After spending the first warm day in weeks at the park with my camera, I was surprised to find my back and knees aching by the time I got home. That annoyed me, because I didn’t think I was doing anything particularly strenuous, so yesterday when I went to the library I picked up some books on natural healing for arthritis (which the doctor says I probably have in my knees). One of the books, The Arthritis Foundation’s guide to Alternative Therapies, has a fascinating summary of many “complementary therapies” (in the text, they usually don’t use the term “alternative” because they want people to use traditional western medical procedures as their main therapy), including Ayurveda, Homeopathy, Biofeedback and Tai Chi. I have heard about these, but never really knew what the origins or philosophies were, so this was quite interesting.

One of the side bars shown in the “Mind, Body and Spirit” chapter is entitled “Helping Your Arthritis with the Write Stuff”. It tells about a study which has found that writing about stressful experiences improved the health of people with mild to moderately severe rheumatoid arthritis or asthma. “Rheumatoid arthritis patients in the study averaged a 28 percent decrease in overall disease symptoms. Their asthma counterparts had a 19 percent decrease (Smyth).” The participants were asked to write continuously for 20 minutes, three days in a row. Some were asked to write about the most stressful experience they ever had; others about their plans for the day. The second group showed little change in their health.

The authors also mention that other studies have shown that people who express their emotions in writing improve their health, and improve their immune system. Many find relief from their health problems by keeping a journal, or writing letters that they don’t intend to send.

I browsed around the websites listed as resources and found interesting information in both. In the second resource are additional helps such as the Journal Café, poem of the day, journal writing prompts, and information about online journal writing classes. The websites are listed below.

Intensive Journal Program, New York, New York http://www.intensivejournal.org
Center for Journal Therapy, Lakewood, Colorado, http://www.journaltherapy.com

Since it initiated this whole topic, I figured I’d also feature a photo from the trip to the park!

Sitting–the new smoking?

A recent article in the newspaper announced that, according to researchers, sitting is the new smoking? Huh? The sub-title explains: “Sedentary behavior raises health risks.” And don’t I know it! (Although I do think the health risks from smoking far outweigh those from sitting.) I am writing this while standing, and hope that my knees and back appreciate it. Let me tell you my experiences with a sedentary lifestyle, something that is typical of us writers.

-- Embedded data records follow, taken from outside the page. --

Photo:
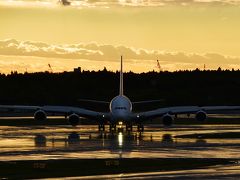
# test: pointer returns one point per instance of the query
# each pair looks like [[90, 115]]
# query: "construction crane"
[[50, 68], [159, 66]]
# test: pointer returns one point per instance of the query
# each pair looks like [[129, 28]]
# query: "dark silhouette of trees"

In spring of 2008 I started a new job which requires me to sit at a computer all day. Mostly a paperless office, I don’t have too many reasons to leave the keyboard to find hard copies of documents, and even communication within the office is frequently done by email and instant message. On top of that, the job is fast-paced and often high-pressured. Yet I did consistently take a thirty minute walk every day at lunch time.

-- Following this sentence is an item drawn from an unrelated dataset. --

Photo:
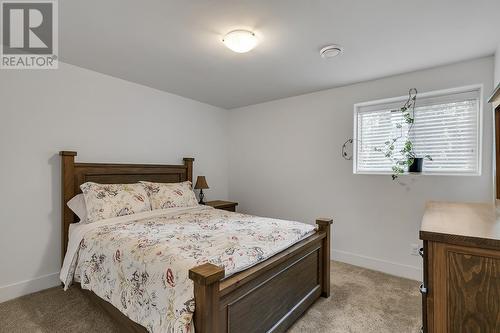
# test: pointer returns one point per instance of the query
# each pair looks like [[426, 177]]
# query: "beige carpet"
[[361, 301]]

In the spring of 2009, after noticing that in certain rare movements my left upper arm and shoulder were quite painful, I was diagnosed with “frozen shoulder”. The details of the therapy for that problem are another story. Anyway, one day in the fall the frozenness of the joint started to thaw, and I gradually regained complete use of that arm and shoulder.

Early in 2010 I was dealing with sore wrists and a painful right arm, just inside my elbow. The therapist said I didn’t have carpal tunnel, but I did have tennis elbow in both elbows. No fair! I hadn’t even been playing tennis across the street because the weather was so bad, and now that the snow was finally melting, I still wouldn’t get to play! The therapist also explained to me that if your muscles are constantly in one position most of the time (and mine were, at work and at home), those muscles and ligaments that are not being used actually shorten. So I started paying a lot of attention to stretching my wrists, fingers and arms, and walking away from the computer for breaks.

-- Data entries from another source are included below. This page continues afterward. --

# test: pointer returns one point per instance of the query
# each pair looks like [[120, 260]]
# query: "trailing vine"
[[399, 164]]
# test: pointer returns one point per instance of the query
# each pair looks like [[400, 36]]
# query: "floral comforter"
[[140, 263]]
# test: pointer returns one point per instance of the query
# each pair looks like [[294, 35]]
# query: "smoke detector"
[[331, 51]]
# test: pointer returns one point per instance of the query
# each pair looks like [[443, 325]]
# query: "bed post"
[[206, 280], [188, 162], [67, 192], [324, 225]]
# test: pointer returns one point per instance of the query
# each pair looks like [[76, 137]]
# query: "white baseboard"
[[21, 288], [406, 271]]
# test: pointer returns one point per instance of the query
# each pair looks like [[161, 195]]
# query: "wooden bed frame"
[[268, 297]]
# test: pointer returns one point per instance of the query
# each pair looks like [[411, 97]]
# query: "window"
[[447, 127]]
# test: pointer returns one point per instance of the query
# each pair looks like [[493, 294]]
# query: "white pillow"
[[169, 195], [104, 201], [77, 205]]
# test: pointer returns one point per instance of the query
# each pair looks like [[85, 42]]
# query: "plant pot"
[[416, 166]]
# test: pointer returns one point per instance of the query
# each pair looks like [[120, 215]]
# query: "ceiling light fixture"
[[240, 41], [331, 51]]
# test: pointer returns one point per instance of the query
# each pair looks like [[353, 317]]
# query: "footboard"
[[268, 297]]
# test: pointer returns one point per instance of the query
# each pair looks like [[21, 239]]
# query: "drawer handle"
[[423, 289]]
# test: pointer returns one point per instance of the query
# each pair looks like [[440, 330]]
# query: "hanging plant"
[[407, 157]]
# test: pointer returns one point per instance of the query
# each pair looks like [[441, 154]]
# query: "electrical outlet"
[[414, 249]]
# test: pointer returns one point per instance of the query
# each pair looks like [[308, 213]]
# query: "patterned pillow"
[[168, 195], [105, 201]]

Later in 2010 I got a sudden sharp pain in my knee out of the blue, just walking from one room to another. It went away as fast as it came, but returned now and then for short periods of time. For weeks it was merely a curiosity, but one day I had to leave work from the pain. X-rays showed a build-up of cartilage. Yes, I know I’m aging and I’m falling apart. But this was yet another voice from my body telling me to make some changes. So I negotiated with my company and started taking one day off per week, and now I take off two days a week. I supplement my income in non-sitting jobs (as much as possible). When I am sitting, I have some wonderful Outlook tasks that pop up and tell me to stretch, so I now take more breaks (and longer breaks) to stand and stretch and walk around the office. Here is a wonderful website (coincidentally, the website’s main function is to feature books) that has stretches you can do at work. The sheet on Desk Stretches is my favorite.

Maybe this will be helpful to you. I hope so!